If you think you cannot make your friend follow the rules you should not be her surety. 

Being a surety requires you to make sure the accused attends court as required until the case is over. As mentioned you are also responsible to ensure that the accused abides by the conditions of release. As a surety you are, in a sense, the "jailer" of the accused. You must provide supervision over the accused's daily activities. It's not an easy job.

Should you become a surety and find you no longer can act -- for example you find it too hard -- you can always quit. You have an absolute right to resign as surety and you do not need to give a reason for resigning -- there is a process and you need to let the Court know you are quitting but the process is not complex. But if you do so the accused will likely go back to jail so it's really hard to quit if the accused is a close friend or family. 

But if you fail as a surety, in addition to potential criminal liability (which in truth is pretty rare) you can lose the money that you pledged or actually posted on becoming a surety. 
This procedure is called estreatment of bail. A forfeiture hearing is held where the surety has an opportunity to show why the money should not be taken. 

If you have taken all reasonable steps to make sure the accused follows the terms of release you may avoid penalty. Such steps include informing authorities immediately if the accused absconds or when the apprehension of absconding arises. If you made some, though inadequate, effort to make sure the accused followed release conditions, you may be ordered to pay an amount less than the full amount pledged or posted. 

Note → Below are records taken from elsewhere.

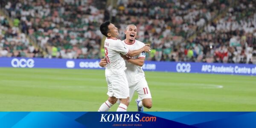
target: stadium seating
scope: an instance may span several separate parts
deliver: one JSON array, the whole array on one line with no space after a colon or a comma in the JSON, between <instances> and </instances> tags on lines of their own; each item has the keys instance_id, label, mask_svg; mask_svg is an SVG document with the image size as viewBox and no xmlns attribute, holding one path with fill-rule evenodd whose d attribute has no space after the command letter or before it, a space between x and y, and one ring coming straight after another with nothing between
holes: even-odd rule
<instances>
[{"instance_id":1,"label":"stadium seating","mask_svg":"<svg viewBox=\"0 0 256 128\"><path fill-rule=\"evenodd\" d=\"M9 27L1 23L1 33L12 29L17 32L12 38L23 39L3 41L12 34L2 34L1 55L99 58L103 37L99 26L111 20L121 39L127 25L136 25L137 39L152 47L147 60L256 64L252 1L125 0L115 0L113 6L107 6L106 0L85 1L1 1L14 23ZM35 39L37 47L30 44L25 34ZM14 50L17 47L22 49Z\"/></svg>"}]
</instances>

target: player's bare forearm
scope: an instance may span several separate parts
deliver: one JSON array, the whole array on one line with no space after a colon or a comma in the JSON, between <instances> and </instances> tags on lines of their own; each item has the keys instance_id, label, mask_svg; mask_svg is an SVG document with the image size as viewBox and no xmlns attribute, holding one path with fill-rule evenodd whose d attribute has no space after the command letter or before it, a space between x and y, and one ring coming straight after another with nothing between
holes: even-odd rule
<instances>
[{"instance_id":1,"label":"player's bare forearm","mask_svg":"<svg viewBox=\"0 0 256 128\"><path fill-rule=\"evenodd\" d=\"M128 53L127 55L130 57L133 57L138 55L140 54L141 52L144 51L149 53L151 49L150 45L146 45L139 49L129 51L129 53Z\"/></svg>"},{"instance_id":2,"label":"player's bare forearm","mask_svg":"<svg viewBox=\"0 0 256 128\"><path fill-rule=\"evenodd\" d=\"M143 64L144 64L145 60L145 58L141 58L138 59L130 58L127 60L127 61L141 67L143 66Z\"/></svg>"},{"instance_id":3,"label":"player's bare forearm","mask_svg":"<svg viewBox=\"0 0 256 128\"><path fill-rule=\"evenodd\" d=\"M143 48L141 48L140 49L139 49L137 50L135 50L130 51L130 52L129 52L129 53L128 53L128 54L127 54L127 55L130 56L130 57L133 57L133 56L138 55L140 55L140 53L142 52L143 51L144 51L144 49Z\"/></svg>"}]
</instances>

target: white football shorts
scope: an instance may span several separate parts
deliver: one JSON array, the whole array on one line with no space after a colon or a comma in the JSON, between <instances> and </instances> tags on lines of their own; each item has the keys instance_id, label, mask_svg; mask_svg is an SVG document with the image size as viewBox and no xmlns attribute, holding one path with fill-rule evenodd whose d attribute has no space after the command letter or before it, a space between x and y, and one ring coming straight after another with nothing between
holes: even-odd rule
<instances>
[{"instance_id":1,"label":"white football shorts","mask_svg":"<svg viewBox=\"0 0 256 128\"><path fill-rule=\"evenodd\" d=\"M114 77L106 77L108 91L107 94L117 99L129 97L129 86L125 75Z\"/></svg>"},{"instance_id":2,"label":"white football shorts","mask_svg":"<svg viewBox=\"0 0 256 128\"><path fill-rule=\"evenodd\" d=\"M138 93L138 100L142 100L144 99L152 98L148 83L145 78L143 78L136 84L129 87L130 92L130 101L132 99L134 92Z\"/></svg>"}]
</instances>

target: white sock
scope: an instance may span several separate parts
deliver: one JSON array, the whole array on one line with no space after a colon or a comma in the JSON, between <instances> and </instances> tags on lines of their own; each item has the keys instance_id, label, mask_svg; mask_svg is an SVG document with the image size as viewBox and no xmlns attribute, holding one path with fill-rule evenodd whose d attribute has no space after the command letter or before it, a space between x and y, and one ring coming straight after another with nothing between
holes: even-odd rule
<instances>
[{"instance_id":1,"label":"white sock","mask_svg":"<svg viewBox=\"0 0 256 128\"><path fill-rule=\"evenodd\" d=\"M108 111L110 108L113 105L111 104L108 100L107 100L100 106L98 111Z\"/></svg>"},{"instance_id":2,"label":"white sock","mask_svg":"<svg viewBox=\"0 0 256 128\"><path fill-rule=\"evenodd\" d=\"M142 101L140 101L139 102L139 105L139 105L139 107L143 107L143 105L142 105Z\"/></svg>"},{"instance_id":3,"label":"white sock","mask_svg":"<svg viewBox=\"0 0 256 128\"><path fill-rule=\"evenodd\" d=\"M127 106L125 105L122 103L120 103L116 111L127 111Z\"/></svg>"}]
</instances>

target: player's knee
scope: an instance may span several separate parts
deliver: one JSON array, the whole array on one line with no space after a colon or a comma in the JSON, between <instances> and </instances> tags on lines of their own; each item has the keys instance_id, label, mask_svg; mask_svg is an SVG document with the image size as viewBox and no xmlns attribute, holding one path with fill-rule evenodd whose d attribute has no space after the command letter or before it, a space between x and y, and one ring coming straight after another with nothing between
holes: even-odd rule
<instances>
[{"instance_id":1,"label":"player's knee","mask_svg":"<svg viewBox=\"0 0 256 128\"><path fill-rule=\"evenodd\" d=\"M126 101L125 101L125 103L126 103L126 106L129 106L129 105L130 104L130 98L129 97L128 97L128 98L127 98Z\"/></svg>"},{"instance_id":2,"label":"player's knee","mask_svg":"<svg viewBox=\"0 0 256 128\"><path fill-rule=\"evenodd\" d=\"M130 99L129 97L127 99L123 99L120 100L120 102L126 105L127 107L129 106L130 104Z\"/></svg>"},{"instance_id":3,"label":"player's knee","mask_svg":"<svg viewBox=\"0 0 256 128\"><path fill-rule=\"evenodd\" d=\"M143 105L145 107L147 108L150 109L152 108L152 102L148 102L145 104Z\"/></svg>"},{"instance_id":4,"label":"player's knee","mask_svg":"<svg viewBox=\"0 0 256 128\"><path fill-rule=\"evenodd\" d=\"M114 105L117 101L117 99L115 97L109 97L108 98L108 102L112 105Z\"/></svg>"}]
</instances>

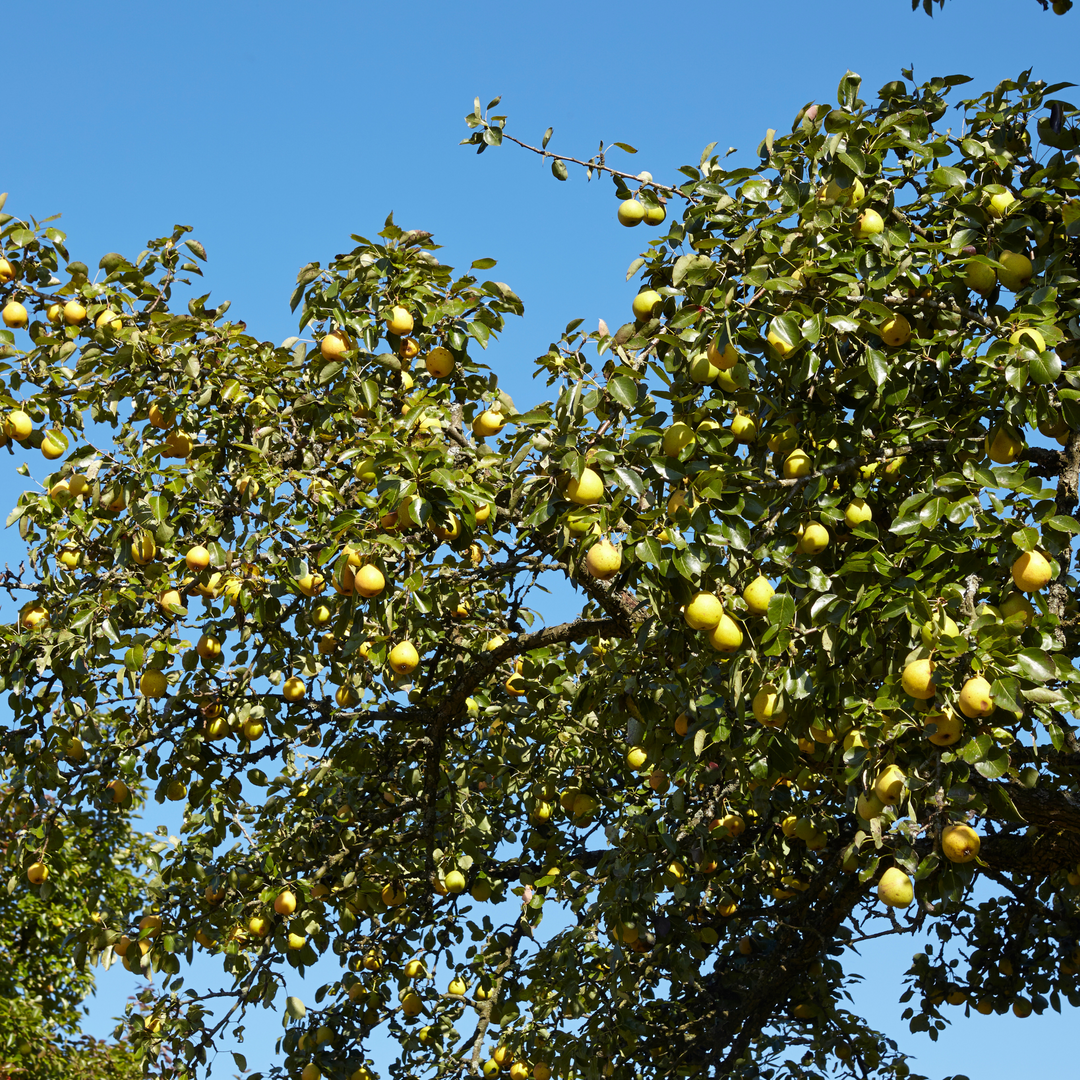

It's a big deal being a surety and you should think about it before agreeing to act and if you act you must take your job seriously. 

Monday, June 29, 2015

Brief reasons in civil matters are not insufficient especially where urgency exists

PDM Entertainment Inc. v. Three Pines Creations Inc., 2015 ONCA 488:

 [32] I begin with an important contextual point. After the two applications were filed, they were scheduled for hearing on an urgent basis on the first available date that permitted time for responding materials, examinations and facta. In its Notice of Application, PDM said, under a separate heading titled “Urgency”: (eee) [I]t is imperative that the Application be heard on an urgent basis. PDM has funding applications that are presently being considered and, if there is uncertainty as to the ownership of the rights, the funding applications may have to be withdrawn[.]

[33] Moreover, at the conclusion of argument on January 22, 2015, PDM’s counsel advised the application judge of the urgency of the matter and requested that, if possible, a decision be issued quickly. There is no indication that the appellants took issue with that request or with PDM’s justification therefor. The application judge released his decision the next morning, on January 23, 2015. He gave the parties what he had been asked for: an early hearing and an immediate decision.

[34] In F.H. v. McDougall, at para. 98, Rothstein J. summarized the rationales underlying the duty to give adequate reasons: (1) to justify and explain the result; (2) to tell the losing party why he or she lost; (3) to provide for informed consideration of the grounds of appeal; and (4) to satisfy the public that justice has been done.

[35] In my view, the application judge’s reasons in this case meet this standard.